How to Get Rid of Belly Fat for Women

Losing excess body fat especially from around your belly can be a difficult undertaking. It takes determination, effort and a strong motivation. The most common problem for most people though, is that even when they do finally get the motivation to cut their belly fat, they cannot ever find the right advice on how to get rid of belly fat for women.

There are loads of damaging myths in the fat loss industry. The most prevalent myth when it comes to burning belly fat, is commonly known as “spot reduction”. The claim is that you can somehow choose to lose fat specifically from one part of your body. This is physiologically impossible. A person cannot just do lots of situps and think their belly will magically disappear.

Even though you work out your legs/thighs or chest does not mean you will get leaner in those areas.

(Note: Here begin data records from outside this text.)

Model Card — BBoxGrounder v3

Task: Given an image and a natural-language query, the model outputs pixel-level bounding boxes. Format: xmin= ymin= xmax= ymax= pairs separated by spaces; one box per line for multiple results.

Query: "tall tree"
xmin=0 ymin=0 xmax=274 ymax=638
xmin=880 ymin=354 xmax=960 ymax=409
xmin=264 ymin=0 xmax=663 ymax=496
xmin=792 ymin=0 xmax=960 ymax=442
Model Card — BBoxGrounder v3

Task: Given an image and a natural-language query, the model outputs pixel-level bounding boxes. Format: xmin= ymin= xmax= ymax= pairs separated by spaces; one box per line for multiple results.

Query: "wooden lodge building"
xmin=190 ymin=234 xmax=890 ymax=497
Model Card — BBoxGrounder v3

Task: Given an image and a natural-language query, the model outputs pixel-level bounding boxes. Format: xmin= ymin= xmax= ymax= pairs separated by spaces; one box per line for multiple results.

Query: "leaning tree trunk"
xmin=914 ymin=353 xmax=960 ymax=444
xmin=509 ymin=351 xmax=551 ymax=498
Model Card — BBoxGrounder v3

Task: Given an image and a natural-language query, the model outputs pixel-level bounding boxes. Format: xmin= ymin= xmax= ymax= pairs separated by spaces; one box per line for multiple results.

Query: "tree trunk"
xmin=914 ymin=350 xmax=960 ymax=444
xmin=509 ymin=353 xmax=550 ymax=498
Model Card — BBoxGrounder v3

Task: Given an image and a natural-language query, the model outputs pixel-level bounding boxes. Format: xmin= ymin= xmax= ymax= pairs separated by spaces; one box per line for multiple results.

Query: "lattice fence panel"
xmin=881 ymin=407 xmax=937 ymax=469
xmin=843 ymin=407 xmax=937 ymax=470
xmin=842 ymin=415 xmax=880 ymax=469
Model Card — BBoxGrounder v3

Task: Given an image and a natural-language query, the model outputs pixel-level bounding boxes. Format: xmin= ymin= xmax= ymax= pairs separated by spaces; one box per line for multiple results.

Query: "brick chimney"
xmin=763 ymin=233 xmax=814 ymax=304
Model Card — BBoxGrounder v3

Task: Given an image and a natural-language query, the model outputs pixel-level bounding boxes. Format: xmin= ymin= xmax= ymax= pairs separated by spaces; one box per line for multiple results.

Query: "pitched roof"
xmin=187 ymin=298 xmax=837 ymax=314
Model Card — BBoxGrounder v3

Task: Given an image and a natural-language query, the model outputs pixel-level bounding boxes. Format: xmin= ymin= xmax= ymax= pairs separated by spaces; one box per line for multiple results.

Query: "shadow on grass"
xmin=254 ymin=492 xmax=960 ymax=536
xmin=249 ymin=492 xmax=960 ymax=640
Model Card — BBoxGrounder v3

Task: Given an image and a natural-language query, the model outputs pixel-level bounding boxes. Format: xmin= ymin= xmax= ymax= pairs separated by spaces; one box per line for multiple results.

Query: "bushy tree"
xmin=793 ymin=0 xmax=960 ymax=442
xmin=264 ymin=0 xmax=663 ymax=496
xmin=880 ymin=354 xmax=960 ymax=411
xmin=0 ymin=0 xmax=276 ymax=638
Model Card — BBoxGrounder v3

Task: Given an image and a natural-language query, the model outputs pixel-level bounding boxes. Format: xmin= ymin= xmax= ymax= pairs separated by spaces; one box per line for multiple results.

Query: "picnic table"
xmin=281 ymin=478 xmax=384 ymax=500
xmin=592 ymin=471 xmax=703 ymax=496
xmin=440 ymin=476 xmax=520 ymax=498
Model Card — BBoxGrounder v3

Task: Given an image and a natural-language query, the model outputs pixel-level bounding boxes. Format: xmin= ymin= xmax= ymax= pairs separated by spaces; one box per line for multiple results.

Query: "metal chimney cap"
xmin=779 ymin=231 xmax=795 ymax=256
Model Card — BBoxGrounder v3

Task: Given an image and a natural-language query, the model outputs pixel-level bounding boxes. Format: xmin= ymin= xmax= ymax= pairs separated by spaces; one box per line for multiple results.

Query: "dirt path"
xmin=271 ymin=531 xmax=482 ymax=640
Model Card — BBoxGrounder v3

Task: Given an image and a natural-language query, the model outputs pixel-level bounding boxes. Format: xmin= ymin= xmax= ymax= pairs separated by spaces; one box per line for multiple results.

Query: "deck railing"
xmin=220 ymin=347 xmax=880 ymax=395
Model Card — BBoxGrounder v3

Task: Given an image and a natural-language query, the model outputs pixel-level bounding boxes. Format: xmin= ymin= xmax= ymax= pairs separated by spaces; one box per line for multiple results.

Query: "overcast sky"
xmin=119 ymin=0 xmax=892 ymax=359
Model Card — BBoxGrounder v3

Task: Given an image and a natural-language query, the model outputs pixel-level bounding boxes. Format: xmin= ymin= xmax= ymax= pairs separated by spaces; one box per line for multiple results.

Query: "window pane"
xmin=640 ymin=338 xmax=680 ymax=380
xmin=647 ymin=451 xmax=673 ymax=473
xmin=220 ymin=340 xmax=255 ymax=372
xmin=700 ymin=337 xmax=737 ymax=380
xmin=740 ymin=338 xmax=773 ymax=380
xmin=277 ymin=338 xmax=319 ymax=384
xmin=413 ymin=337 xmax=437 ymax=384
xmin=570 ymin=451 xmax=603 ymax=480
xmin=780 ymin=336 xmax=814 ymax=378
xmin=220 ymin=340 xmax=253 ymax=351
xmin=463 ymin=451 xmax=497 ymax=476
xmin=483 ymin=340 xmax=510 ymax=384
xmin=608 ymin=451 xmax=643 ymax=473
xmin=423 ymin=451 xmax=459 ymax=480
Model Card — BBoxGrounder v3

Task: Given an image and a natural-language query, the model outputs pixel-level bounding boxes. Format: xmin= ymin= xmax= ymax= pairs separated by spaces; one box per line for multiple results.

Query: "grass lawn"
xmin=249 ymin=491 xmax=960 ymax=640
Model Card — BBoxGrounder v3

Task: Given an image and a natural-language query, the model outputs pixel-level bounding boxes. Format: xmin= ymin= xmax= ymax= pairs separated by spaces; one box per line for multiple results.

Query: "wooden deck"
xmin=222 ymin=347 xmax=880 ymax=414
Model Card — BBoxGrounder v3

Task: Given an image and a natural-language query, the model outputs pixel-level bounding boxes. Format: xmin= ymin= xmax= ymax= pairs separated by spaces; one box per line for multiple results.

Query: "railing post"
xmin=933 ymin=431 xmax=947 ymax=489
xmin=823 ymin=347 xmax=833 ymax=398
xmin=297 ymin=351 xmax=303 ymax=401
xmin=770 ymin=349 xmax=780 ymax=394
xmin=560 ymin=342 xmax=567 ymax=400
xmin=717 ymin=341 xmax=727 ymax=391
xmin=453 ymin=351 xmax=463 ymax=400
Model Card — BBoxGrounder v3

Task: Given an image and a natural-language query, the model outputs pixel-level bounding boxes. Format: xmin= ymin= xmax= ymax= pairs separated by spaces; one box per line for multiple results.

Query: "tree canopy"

Men usually add fat to their stomach first and women usually add fat to their hips and buttocks first. When you perform any type of weight lifting, your body is going to decide where it's going to burn fat from. So to actually burn belly fat, you have to concentrate on burning calories and losing fat from your body in its entirety. So how exactly do you do this?

The first and most important point is that you need to reduce your overall calorie intake. You have to make sure that you are expending more calories a day than you are taking in. To discover how many calories your body burns a day, you should do a quick google search and use one of the many simple charts available.

To deduce how many calories you should eat to burn fat safely and regularly, I recommend deducting 20% from how many calories your body currently burns in a day.

As a small experiment, I might also advise everyone to t all the food that enters your mouth for a whole week. You'll likely bealarmed at just how many calories you are ingesting. The vast majority of people are not aware of the calorific density of certain foods and often under-estimate how many calories they eat and over-estimate the amount of calories they burn.

I suggest taking in protein with every meal and split your food intake into 3 or more meals. I'd also remove any refined carbs from your meal plan. That essentially includes any food that contains white flour or sugar. So bread, chocolate, pastries, pasta, white rice etc are all out. Eat the wholemeal variations as an alternative and try to get nearly all of your carbs from fruit and vegetables.

The plan on its own will make you able to start burning belly fat but for maximum effect you'll need to start a basic workout schedule. It needn't be super complex or long. Just lifting weights for 45 minutes, three days a week will absolutely have a significant effect on your body fat level. You should keep to multi-joint exercises like the squat, deadlift, bench press, shoulder press, barbell row, and pullup.

The last part of losing belly fat is a strong cardio plan. Again, this doesn't have to be very complex. A very easy to do and powerful method of cardio is fast paced walking. brisk walk will use fat by tapping directly into your fat cells. Even only 20 minutes of brisk walking a day is going to provide brilliant results when combined with a proper diet and workout plan.

It's crazy how many calories you can burn in a single day just by making some simple changes. An example would be climbing the stairwell instead of the elevator or parking a little further away from the shop. Another idea might be to get off at an earlier station, if you take the bus or the train, and see if you can walk the rest of the way.

In conclusion I hope these guidelines have given you some tips on all it takes to get rid of lower belly fat forever.